If that did happen you would be in a bad position. The bank's usually small gold reserve would be diluted by non-performing bond portfolios and other assets which don't sell well in a crisis. The last line of defence for bank depositors is deposit protection, which is a state underwritten mainstay of banking confidence in the West. But it does not apply on bullion debts like yours. Deposit protection is there as a confidence builder for the national currency only, which means unallocated gold actually offers less protection from bank failure than a cash deposit. So having been the provider of the bank's liquidity reserve you will then be in the minority of those offered no protection by the state's guarantee.
So it is important not to be impressed by unallocated gold, or by it being physically stored in a bank's vault, or by it being checked daily by bank regulators.

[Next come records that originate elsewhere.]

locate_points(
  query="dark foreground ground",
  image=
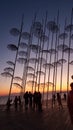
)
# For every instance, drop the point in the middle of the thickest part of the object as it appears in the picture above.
(48, 119)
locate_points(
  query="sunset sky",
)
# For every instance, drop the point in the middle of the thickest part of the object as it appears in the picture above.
(10, 16)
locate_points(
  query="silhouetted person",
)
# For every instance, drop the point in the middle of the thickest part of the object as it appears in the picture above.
(8, 104)
(64, 96)
(19, 100)
(35, 100)
(59, 100)
(30, 99)
(53, 100)
(26, 96)
(70, 102)
(39, 101)
(16, 102)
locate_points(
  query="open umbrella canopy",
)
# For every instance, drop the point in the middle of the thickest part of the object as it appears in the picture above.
(21, 60)
(6, 74)
(12, 47)
(61, 47)
(62, 61)
(8, 69)
(22, 53)
(69, 27)
(14, 32)
(17, 85)
(63, 36)
(25, 35)
(10, 63)
(18, 78)
(23, 45)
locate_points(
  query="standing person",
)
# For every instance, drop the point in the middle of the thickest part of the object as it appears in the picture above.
(64, 96)
(8, 104)
(39, 101)
(19, 102)
(16, 102)
(59, 100)
(70, 102)
(30, 99)
(26, 96)
(53, 100)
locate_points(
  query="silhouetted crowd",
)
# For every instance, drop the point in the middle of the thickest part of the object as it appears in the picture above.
(31, 101)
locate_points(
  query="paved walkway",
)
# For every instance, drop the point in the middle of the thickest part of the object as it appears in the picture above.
(48, 119)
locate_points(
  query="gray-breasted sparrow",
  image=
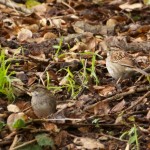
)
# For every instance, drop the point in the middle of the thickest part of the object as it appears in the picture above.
(120, 64)
(43, 102)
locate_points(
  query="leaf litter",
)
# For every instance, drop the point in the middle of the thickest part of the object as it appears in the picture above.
(59, 44)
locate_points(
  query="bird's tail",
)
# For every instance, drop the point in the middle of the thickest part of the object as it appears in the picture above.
(142, 72)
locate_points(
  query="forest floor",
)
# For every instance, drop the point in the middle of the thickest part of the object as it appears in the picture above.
(60, 45)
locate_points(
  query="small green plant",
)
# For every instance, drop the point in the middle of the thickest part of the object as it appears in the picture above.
(58, 47)
(5, 77)
(71, 85)
(92, 69)
(132, 137)
(2, 124)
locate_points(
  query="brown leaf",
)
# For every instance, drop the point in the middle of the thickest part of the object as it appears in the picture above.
(88, 143)
(102, 108)
(118, 107)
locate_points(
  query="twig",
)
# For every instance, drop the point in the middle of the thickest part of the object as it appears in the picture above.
(138, 101)
(112, 137)
(132, 91)
(13, 5)
(24, 144)
(68, 6)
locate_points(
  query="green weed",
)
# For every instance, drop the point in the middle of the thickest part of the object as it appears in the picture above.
(132, 137)
(5, 77)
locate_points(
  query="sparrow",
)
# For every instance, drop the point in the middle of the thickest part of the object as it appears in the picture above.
(121, 65)
(43, 102)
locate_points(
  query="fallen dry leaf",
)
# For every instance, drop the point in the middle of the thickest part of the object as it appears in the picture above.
(89, 143)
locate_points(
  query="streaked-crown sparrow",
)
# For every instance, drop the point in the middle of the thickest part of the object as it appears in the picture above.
(43, 102)
(120, 64)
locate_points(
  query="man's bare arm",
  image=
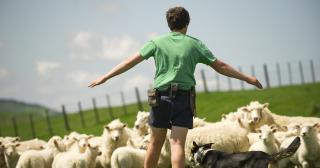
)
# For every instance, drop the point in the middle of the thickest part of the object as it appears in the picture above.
(227, 70)
(119, 69)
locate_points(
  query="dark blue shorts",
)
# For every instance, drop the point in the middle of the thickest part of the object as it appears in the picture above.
(172, 112)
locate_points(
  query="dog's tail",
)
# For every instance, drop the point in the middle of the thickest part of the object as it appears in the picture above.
(289, 151)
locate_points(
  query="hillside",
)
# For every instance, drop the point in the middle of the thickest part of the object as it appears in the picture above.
(288, 100)
(9, 108)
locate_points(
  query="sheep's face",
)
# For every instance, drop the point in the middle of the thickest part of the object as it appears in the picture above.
(308, 131)
(142, 120)
(256, 110)
(10, 149)
(94, 150)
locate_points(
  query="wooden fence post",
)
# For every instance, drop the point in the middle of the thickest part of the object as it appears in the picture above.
(49, 122)
(65, 118)
(301, 72)
(279, 74)
(312, 72)
(290, 73)
(95, 111)
(138, 99)
(218, 82)
(265, 69)
(110, 107)
(83, 124)
(15, 127)
(124, 106)
(33, 131)
(204, 81)
(241, 81)
(229, 83)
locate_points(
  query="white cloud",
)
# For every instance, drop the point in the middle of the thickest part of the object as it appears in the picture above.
(44, 68)
(3, 73)
(80, 79)
(93, 46)
(152, 35)
(111, 7)
(137, 81)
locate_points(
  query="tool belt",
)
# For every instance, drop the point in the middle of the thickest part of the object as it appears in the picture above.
(173, 91)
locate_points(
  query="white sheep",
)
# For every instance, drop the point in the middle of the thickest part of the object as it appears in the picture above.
(226, 136)
(42, 158)
(32, 144)
(115, 135)
(267, 142)
(141, 125)
(262, 115)
(74, 159)
(11, 154)
(308, 154)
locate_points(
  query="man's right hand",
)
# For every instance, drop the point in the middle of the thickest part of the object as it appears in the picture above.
(254, 81)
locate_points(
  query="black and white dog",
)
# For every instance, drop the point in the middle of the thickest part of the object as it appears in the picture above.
(205, 156)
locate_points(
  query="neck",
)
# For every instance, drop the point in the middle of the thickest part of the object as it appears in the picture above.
(183, 30)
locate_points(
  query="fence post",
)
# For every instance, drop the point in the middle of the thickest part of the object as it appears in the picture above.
(218, 82)
(204, 81)
(138, 99)
(312, 72)
(229, 83)
(65, 117)
(241, 81)
(265, 69)
(32, 126)
(95, 111)
(290, 73)
(83, 124)
(279, 74)
(49, 122)
(109, 107)
(124, 106)
(15, 127)
(301, 72)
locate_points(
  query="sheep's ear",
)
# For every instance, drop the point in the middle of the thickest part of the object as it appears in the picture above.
(195, 144)
(55, 142)
(316, 125)
(265, 105)
(107, 127)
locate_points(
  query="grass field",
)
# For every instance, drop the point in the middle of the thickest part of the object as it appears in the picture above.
(289, 100)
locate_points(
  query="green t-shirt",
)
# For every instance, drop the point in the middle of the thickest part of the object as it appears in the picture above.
(176, 55)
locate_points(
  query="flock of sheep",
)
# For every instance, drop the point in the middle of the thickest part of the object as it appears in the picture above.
(251, 128)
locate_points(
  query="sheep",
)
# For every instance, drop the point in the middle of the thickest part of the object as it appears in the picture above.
(2, 159)
(130, 157)
(141, 125)
(267, 142)
(74, 159)
(42, 158)
(262, 115)
(226, 136)
(11, 154)
(308, 154)
(33, 144)
(115, 135)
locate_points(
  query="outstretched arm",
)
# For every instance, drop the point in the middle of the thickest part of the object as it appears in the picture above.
(227, 70)
(120, 68)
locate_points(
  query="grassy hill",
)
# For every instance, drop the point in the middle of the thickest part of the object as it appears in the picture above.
(289, 100)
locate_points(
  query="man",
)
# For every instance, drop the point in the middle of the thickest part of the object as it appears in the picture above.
(176, 55)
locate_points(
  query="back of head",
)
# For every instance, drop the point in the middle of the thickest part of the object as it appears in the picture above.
(177, 18)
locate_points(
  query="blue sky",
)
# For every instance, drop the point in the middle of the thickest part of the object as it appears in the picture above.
(51, 50)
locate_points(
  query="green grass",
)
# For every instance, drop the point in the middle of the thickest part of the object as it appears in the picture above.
(289, 100)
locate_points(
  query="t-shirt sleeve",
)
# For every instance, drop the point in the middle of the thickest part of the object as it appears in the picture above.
(148, 50)
(206, 56)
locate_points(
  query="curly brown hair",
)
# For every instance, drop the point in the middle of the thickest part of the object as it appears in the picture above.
(177, 18)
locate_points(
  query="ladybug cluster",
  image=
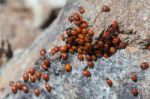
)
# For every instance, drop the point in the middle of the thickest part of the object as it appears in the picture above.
(80, 40)
(32, 76)
(148, 47)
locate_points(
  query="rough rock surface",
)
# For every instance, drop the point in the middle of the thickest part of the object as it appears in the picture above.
(131, 14)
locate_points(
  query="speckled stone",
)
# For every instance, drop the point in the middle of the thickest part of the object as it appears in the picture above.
(131, 14)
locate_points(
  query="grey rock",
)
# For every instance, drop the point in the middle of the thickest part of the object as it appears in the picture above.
(131, 14)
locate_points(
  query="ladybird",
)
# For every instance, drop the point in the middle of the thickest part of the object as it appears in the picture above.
(109, 82)
(86, 73)
(48, 87)
(37, 92)
(134, 92)
(68, 67)
(81, 10)
(105, 8)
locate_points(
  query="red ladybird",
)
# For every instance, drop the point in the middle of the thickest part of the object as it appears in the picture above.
(105, 8)
(134, 92)
(46, 77)
(109, 82)
(81, 10)
(86, 73)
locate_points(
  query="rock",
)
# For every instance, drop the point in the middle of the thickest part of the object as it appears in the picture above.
(130, 15)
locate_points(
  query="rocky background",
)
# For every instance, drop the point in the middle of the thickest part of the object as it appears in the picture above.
(133, 17)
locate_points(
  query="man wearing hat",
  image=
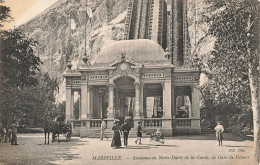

Regulators are checking it to make sure the bank maintains a liquid reserve, and they are not especially interested in your entitlement as a bullion creditor.
Allocated gold is different because you become the outright owner of gold and you are no longer a creditor. Your allocated gold is your property and it cannot be used as the bank's reserve, so with allocated gold you get proper protection from systemic failure. Unfortunately with allocated gold your money does the bank no good. And since modern banks reckon to earn 20% each year on capital employed their loss of use of your allocated gold is disappointing for them. This is why banks usually charge nothing for unallocated storage and at least 1.5% per annum for allocated storage, with the result that professionals in the bullion market reckon that less than 1% of gold traded within financial markets is allocated.
This is how the huge majority of the world's owners of bank held gold are - probably unwittingly - storing their personal reserve in a way which fails to meet the most common objective of gold buyers.